2. If you and your spouse have more than one Archer
MSA, complete Part I as follows.
a. If either spouse has an HDHP with family coverage,
you both are treated as having only the family coverage
plan. Disregard any plans with self-only coverage.
b. If both spouses have HDHPs with family coverage,
you both are treated as having only the family coverage
plan with the lowest annual deductible.
c.
If both spouses have HDHPs with self-only
coverage, complete a separate Form 8853, Section A,
Part I, for each spouse. Enter “statement” across the top
of each Form 8853, fill in the name and SSN, and
complete Part I. Next, add lines 1, 2, and 5 from the two
statement Forms 8853 and enter those totals on the
respective lines of the controlling Form 8853 (the
combined Form 8853 for both spouses). Don't complete
lines 3 and 4 of the controlling Form 8853. Attach the two
statement Forms 8853 to your paper tax return after the
controlling Form 8853.
Line 1
Employer Contributions
Employer contributions include any amount an employer
contributes to any Archer MSA for you or your spouse for
2023. These contributions should be shown in box 12 of
Form W-2 with code R. If your employer made excess
contributions, you may have to report the excess as
income. See
Excess Employer Contributions, later, for
details.
Line 2
Include on line 2 contributions you made to your Archer
MSA in 2023. Also include those contributions made from
January 1, 2024, through April 15, 2024, that were for
2023. Don't include amounts rolled over from another
Archer MSA. See
Rollovers, later.
Line 3
Go through the chart at the top of the Line 3 Limitation
Chart and Worksheet for each month of 2023. Enter the
result on the worksheet next to the corresponding month.
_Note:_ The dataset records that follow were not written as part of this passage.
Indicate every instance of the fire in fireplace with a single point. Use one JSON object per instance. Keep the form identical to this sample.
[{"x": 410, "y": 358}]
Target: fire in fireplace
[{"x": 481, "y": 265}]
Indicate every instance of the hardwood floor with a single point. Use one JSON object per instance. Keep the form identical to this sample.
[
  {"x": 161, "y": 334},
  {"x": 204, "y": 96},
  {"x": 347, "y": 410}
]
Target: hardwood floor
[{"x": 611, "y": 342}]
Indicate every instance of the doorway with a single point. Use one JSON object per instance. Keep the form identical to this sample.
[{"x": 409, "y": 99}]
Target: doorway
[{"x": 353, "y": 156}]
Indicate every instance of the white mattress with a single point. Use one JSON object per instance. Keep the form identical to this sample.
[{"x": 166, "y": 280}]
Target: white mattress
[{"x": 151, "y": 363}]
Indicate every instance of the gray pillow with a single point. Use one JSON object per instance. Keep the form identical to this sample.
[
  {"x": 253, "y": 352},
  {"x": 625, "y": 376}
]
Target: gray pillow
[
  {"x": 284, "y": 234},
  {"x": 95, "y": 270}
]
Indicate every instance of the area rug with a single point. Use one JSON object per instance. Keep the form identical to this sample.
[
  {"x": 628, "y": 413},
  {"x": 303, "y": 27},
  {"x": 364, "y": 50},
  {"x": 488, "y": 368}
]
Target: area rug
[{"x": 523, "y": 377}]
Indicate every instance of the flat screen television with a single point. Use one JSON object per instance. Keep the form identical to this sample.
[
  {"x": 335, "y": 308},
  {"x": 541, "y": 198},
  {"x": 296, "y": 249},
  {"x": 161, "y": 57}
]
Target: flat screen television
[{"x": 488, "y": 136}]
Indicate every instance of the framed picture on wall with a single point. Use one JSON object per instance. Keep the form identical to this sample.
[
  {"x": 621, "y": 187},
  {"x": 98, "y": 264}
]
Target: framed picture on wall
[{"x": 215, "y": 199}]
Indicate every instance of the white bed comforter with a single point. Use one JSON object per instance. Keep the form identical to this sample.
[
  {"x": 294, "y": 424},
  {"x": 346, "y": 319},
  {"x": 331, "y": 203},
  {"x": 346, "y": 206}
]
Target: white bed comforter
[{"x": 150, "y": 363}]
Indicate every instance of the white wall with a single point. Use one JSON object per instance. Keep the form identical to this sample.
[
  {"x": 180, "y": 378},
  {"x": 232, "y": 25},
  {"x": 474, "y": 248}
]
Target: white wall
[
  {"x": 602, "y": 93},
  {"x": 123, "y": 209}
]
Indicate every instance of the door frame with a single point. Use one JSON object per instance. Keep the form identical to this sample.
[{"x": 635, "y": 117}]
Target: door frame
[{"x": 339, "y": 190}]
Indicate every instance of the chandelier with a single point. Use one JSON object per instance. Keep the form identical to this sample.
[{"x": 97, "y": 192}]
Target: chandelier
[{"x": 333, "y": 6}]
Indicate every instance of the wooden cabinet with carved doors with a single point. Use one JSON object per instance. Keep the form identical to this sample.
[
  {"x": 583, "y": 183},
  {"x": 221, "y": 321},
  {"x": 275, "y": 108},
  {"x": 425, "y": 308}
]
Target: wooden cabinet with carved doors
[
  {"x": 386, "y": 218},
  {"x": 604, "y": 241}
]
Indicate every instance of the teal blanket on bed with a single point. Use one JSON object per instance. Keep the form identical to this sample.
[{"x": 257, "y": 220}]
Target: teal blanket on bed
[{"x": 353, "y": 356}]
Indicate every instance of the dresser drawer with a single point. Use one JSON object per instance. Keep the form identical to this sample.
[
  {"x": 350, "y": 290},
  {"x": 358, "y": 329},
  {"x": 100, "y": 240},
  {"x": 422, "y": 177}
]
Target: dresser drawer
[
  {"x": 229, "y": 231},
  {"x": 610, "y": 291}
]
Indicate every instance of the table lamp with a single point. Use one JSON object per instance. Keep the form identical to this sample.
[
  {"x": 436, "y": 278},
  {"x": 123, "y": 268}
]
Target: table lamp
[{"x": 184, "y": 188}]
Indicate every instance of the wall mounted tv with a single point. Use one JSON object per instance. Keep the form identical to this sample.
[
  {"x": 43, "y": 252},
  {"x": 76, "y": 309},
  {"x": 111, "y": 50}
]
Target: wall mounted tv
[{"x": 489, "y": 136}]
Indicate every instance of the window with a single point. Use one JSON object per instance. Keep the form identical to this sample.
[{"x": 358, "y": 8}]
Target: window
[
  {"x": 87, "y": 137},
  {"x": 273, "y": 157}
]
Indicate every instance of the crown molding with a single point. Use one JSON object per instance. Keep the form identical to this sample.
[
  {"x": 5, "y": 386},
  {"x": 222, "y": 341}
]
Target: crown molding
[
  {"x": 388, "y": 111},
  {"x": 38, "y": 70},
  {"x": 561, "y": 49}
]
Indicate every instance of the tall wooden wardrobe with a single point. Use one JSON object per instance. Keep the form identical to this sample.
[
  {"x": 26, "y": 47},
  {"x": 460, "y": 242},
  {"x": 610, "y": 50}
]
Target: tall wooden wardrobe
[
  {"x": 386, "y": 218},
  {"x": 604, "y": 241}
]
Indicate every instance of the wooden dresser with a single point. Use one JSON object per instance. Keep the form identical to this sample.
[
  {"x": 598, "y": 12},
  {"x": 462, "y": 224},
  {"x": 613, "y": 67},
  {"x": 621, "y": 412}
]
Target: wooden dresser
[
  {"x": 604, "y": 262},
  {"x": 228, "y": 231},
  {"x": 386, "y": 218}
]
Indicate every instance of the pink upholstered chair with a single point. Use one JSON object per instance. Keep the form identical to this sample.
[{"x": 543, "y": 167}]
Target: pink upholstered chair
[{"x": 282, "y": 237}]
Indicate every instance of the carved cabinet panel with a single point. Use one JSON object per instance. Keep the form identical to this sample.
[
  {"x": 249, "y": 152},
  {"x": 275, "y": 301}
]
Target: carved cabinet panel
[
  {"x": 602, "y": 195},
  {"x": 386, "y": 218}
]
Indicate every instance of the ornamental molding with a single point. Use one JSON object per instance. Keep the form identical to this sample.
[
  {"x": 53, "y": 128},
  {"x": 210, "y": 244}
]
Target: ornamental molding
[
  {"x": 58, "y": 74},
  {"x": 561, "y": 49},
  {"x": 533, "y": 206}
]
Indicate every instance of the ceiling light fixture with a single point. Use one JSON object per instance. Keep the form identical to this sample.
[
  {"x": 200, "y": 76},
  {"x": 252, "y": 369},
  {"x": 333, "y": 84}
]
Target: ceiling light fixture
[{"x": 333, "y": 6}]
Enter the amount from the last line of the worksheet on
line 3.
If eligibility and coverage for both you and your
spouse didn't change from one month to the next,
enter the same number you entered for the
previous month. If eligibility and coverage didn't change
during the entire year, figure the number for January only,
and enter this amount on Form 8853, line 3.
More than one HDHP. If you and your spouse had more
than one HDHP on the first day of the month and one of
the plans provides family coverage, use the Family
coverage rules on the chart and disregard any plans with
self-only coverage. If you and your spouse both have
HDHPs with family coverage on the first day of the month,
you both are treated as having only the family coverage
plan with the lowest annual deductible.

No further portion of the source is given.